Bastardi Senza Gloria (2009) – L’esigenza di indossare una maschera
Il sesto film del regista americano è ambientato nella Francia occupata dai nazisti, e racconta la storia di vari personaggi coinvolti in un evento che decreterà la fine della Seconda Guerra Mondiale. Vittime e carnefici intrecciano le loro vite, si avvicinano fino al punto di non ritorno e, poco prima di concludere il loro ruolo in quella tragedia chiamata guerra, tolgono la maschera davanti al proprio antagonista.
Ogni personaggio di questa pellicola si trova costretto, o sceglie per proprio gusto personale, di indossare una maschera, nel primo caso per salvarsi la vita, nel secondo per rovinarla agli altri.
Django Unchained (2012) – I pregiudizi a volte ci uccidono
Il film di Q.T. che ha incassato più di tutti fino a questo momento è il suo primo western: Django Unchained. Il motivo di tanto successo è dovuto sicuramente al ritrovato entusiasmo per questo genere negli anni ’10, ma anche per il grande desiderio dei fan di vedere il proprio idolo approcciarsi al suo stesso genere preferito.

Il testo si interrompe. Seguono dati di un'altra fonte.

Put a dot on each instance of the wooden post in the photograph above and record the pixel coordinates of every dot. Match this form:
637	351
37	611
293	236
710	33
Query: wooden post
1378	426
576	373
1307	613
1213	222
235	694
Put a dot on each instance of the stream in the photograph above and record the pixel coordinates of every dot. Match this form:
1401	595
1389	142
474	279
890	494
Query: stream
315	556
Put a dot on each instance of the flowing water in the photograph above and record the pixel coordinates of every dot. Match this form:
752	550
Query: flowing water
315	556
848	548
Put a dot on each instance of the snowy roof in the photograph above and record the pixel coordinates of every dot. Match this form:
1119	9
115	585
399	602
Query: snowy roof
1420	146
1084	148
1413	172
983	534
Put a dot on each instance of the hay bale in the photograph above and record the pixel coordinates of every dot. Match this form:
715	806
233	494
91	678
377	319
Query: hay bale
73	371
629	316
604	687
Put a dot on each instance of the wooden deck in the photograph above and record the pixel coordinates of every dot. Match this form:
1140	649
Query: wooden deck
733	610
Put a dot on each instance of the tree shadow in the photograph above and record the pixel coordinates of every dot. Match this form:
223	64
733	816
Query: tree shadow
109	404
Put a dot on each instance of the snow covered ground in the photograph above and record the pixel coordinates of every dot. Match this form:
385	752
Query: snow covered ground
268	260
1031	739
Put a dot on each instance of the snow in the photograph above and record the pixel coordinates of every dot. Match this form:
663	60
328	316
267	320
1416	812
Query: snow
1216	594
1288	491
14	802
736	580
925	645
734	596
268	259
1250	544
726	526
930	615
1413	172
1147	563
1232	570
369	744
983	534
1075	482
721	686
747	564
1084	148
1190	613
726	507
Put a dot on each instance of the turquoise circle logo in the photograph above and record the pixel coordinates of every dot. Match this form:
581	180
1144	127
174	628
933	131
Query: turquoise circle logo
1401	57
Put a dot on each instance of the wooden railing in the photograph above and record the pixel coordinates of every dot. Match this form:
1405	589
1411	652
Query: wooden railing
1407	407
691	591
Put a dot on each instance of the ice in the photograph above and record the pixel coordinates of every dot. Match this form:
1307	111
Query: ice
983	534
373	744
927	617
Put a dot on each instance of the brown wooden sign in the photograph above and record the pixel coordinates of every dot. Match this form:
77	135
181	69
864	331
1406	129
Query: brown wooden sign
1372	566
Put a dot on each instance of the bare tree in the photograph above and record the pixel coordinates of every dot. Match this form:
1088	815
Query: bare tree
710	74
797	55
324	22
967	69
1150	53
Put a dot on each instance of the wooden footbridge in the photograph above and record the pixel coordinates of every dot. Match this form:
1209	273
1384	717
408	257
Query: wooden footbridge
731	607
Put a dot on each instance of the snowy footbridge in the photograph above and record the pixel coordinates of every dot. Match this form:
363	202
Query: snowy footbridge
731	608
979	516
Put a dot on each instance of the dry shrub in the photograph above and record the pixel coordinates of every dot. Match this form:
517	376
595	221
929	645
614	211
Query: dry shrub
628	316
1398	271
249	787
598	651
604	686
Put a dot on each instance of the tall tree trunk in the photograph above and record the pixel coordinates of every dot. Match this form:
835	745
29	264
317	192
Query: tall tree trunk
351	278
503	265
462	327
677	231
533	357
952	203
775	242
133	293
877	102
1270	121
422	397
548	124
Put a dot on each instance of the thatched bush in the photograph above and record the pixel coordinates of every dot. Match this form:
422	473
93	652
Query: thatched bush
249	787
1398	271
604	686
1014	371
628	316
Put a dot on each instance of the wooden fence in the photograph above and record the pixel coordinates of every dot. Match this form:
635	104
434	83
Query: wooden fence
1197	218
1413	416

Il messaggio in questo caso è molto chiaro, e la critica al razzismo moderno è palese. I pregiudizi degli oppressori bianchi nei confronti degli schiavi neri si scontrano con l’eroe di turno: Django (Jamie Fox) è reso un uomo libero dal Dr. Schultz (Christoph Waltz), che gli dà un nuovo motivo per lottare e cercare la sua amata Broomhilda (Kerry Washington), segregata da un implacabile Calvin Candie (Leonardo DiCaprio). Come in un poema cavalleresco l’eroe combatterà contro i nemici per riconquistare la sua bella, ma il razzismo è un mostro difficile da sconfiggere per un solo uomo.

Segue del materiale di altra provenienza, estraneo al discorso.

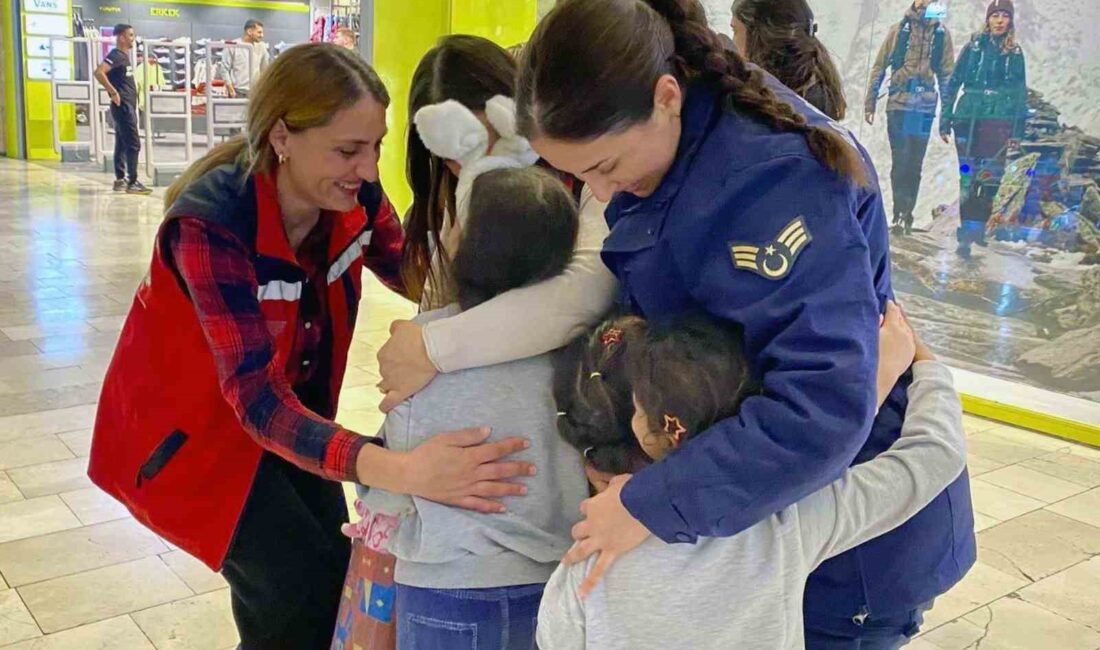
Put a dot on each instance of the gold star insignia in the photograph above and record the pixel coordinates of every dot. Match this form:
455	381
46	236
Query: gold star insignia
776	260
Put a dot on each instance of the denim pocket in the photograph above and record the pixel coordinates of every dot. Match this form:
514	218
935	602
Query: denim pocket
435	634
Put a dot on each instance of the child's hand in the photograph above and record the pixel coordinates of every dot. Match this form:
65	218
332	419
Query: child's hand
923	352
897	349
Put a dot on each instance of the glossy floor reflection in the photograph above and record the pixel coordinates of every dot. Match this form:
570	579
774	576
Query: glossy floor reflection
76	572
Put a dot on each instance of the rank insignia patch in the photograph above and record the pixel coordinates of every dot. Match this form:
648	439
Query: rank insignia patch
773	260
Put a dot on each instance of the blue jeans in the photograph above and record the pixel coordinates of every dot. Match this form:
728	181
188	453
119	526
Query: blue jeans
501	618
887	632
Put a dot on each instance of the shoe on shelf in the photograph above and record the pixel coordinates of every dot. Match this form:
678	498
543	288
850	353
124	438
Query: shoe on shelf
136	187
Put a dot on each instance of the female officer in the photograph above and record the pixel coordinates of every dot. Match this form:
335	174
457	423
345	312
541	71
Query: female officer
215	427
989	118
729	194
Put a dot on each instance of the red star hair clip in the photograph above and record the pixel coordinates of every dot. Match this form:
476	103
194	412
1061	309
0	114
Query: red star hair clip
674	428
611	337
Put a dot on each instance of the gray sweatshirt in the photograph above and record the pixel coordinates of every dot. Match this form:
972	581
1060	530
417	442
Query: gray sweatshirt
443	547
746	591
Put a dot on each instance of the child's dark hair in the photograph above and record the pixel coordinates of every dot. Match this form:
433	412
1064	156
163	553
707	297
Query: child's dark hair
782	40
471	70
521	229
593	395
592	66
690	374
691	368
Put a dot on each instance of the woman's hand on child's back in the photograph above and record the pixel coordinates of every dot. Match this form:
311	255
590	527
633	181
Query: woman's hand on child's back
458	470
897	349
404	364
598	480
608	529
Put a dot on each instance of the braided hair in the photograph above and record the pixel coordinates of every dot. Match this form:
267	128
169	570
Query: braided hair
592	65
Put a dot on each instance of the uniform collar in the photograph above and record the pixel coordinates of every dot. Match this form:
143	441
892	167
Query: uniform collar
271	234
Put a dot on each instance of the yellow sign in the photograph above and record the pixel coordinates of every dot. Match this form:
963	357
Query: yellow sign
774	260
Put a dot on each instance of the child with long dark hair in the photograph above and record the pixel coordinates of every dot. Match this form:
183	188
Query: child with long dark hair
781	36
481	576
729	194
629	387
471	70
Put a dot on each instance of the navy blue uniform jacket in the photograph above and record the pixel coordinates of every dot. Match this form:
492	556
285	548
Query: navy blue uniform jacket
750	227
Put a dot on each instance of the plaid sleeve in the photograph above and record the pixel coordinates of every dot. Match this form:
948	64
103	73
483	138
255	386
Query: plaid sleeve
221	281
384	254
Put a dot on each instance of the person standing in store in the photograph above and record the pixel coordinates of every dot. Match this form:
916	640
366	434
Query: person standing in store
989	119
345	37
117	75
919	53
243	61
781	36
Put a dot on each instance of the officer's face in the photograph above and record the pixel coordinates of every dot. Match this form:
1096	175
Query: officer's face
127	39
740	36
326	165
634	160
999	23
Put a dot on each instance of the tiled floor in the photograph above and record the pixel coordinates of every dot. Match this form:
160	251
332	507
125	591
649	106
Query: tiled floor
77	573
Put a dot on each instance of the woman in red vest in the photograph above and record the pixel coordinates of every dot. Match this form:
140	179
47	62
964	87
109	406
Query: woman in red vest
216	422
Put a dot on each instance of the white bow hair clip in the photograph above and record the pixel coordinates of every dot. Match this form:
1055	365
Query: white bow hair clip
452	131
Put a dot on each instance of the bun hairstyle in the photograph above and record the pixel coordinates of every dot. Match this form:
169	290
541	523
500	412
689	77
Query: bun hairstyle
592	65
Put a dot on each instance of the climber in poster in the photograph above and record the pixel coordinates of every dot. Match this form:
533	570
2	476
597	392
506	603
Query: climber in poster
920	55
989	118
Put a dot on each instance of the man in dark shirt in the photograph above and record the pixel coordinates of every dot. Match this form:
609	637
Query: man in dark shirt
117	76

The Hateful Eight (2015) – L’importanza della giustizia
L’ottavo film di Tarantino è un western nella neve, in cui un cacciatore di taglie, “Il Boia”(Kurt Russell), deve portare una prigioniera (Jennifer Jason Leigh) sul patibolo nella città di Red Rock. Per strada incontrano un altro cacciatore di taglie, il Maggiore Warren (Samuel L. Jackson), con tre cadaveri al seguito e una filosofia di vita diversa da quella del Boia. Ciò che accade dopo è una vera e propria cena con delitto, con tanto di investigazioni, colpi di scena, ma anche il buon vecchio e caro splatter, e i dialoghi divertentissimi nello stile tarantiniano.
La differenza tra i due cacciatori di taglie, oltre che nel vestiario, può essere sintetizzata nel diverso modo di interpretare la giustizia. Warren è un ex schiavo che ha vissuto la Guerra di secessione in prima linea, subendo le angherie di chi non tollerava il suo colore della pelle: in modo vendicativo utilizza la battaglia per “uccidere più bianchi possibili”, scagliandosi con violenza sommaria contro le ingiustizie subite da lui e dai suoi fratelli. John Ruth (altro nome del Boia) crede che anche il peggior criminale abbia diritto a un processo perché la società possa davvero dirsi civile.
C’era Una Volta… A Hollywood (2019) – La libertà
Sono passati pochi mesi dall’uscita dell’ultimo film del regista. L’insegnamento che si può trarre da questa pellicola prescinde dalla bellissima sceneggiatura e dalla costruzione dei personaggi, ma è data dall’atteggiamento stesso che Q.T. ha dimostrato di adottare nella realizzazione del lungometraggio. Parliamo di uno dei pochissimi registi contemporanei a potersi permettere, nel mainstream, di fare tutto ciò che desidera, e conseguentemente lo fa. Così come per ognuno dei suoi film precedenti, ha messo la sua passione per il cinema davanti a ogni scelta che potesse rendere i suoi prodotti più invisi a un pubblico di massa. Il risultato è che col tempo il pubblico di massa è arrivato da solo, apprezzando la sua genuina passione per le storie, la sua maniacale ricerca nei dettagli, e la sua grande libertà espressiva.
Non ci resta che aspettare il suo decimo film.